Tab/susp Adult Herpes simplex 200 mg 5 times daily at 4-hrly intervals (omit nighttime dose) for 5 days, may be doubled to 400 mg in severely immunocompromised patient or those w/ impaired gut absorption.
Suppression of herpes simplex in immunocompetent patient 200 mg qds at approx 6-hrly intervals or 400 mg bd at approx 12-hrly intervals, may titrate dose to 200 mg bd or tds.
Prophylaxis of herpes simplex infection in immunocompromised patient 200 mg qds at approx 6-hrly interval.
Treatment & prophylaxis of herpes simplex infections in immunocompromised childn >2 yr Adult dose,
<2 yr ½ adult dose.
Renal impairment CrCl <10 mL/min 200 mg bd at approx 12-hrly intervals.

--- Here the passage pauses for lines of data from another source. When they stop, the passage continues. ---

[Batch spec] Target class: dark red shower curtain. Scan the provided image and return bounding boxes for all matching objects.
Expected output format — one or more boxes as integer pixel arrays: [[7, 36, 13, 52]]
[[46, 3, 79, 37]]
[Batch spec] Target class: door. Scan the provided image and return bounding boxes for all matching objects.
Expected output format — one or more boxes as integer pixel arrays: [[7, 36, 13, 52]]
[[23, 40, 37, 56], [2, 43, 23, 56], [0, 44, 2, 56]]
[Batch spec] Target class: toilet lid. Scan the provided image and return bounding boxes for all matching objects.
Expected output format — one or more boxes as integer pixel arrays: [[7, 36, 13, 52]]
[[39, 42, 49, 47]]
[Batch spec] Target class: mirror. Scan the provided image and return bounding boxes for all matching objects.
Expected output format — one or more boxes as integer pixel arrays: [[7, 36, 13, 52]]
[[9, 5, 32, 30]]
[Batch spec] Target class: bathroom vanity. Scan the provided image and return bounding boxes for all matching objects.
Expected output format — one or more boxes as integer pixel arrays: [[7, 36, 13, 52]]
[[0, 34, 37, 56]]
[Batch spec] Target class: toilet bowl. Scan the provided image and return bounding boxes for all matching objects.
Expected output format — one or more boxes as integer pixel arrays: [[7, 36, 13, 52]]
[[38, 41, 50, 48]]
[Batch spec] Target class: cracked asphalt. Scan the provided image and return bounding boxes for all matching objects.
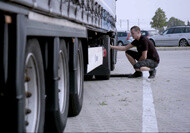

Varicella & herpes zoster 800 mg 5 times daily at approx 4-hrly interval for 7 days.
Childn ≥6 yr 800 mg qds for 5 days,
2 to <6 yr 400 mg qds for 5 days,
<2 yr 200 mg qds for 5 days.
Severe renal impairment CrCl <10 mL/min 800 mg bd at approx 12-hrly intervals.
Moderate renal impairment CrCl 10-25 mL/min 800 mg tds at approx 8-hrly intervals.
Inj Herpes simplex & varicella zoster Adult 5 mg/kg IV infusion every 8 hr.
Infant & childn ≥3 mth 250 mg/m
2 IV infusion every 8 hr.
Herpes encephalitis, immunocompromised patient w/ varicella zoster infection Adult 10 mg/kg IV infusion every 8 hr.
Infant & childn 500 mg/m
2 IV infusion every 8 hr.
Prophylaxis of herpes simplex in immunocompromised patient Adult dose.
Known suspected neonatal herpes 20 mg/kg IV every 8 hr for 21 days (for disseminated & CNS disease) or 14 days (for disease limited to skin & mucous membranes).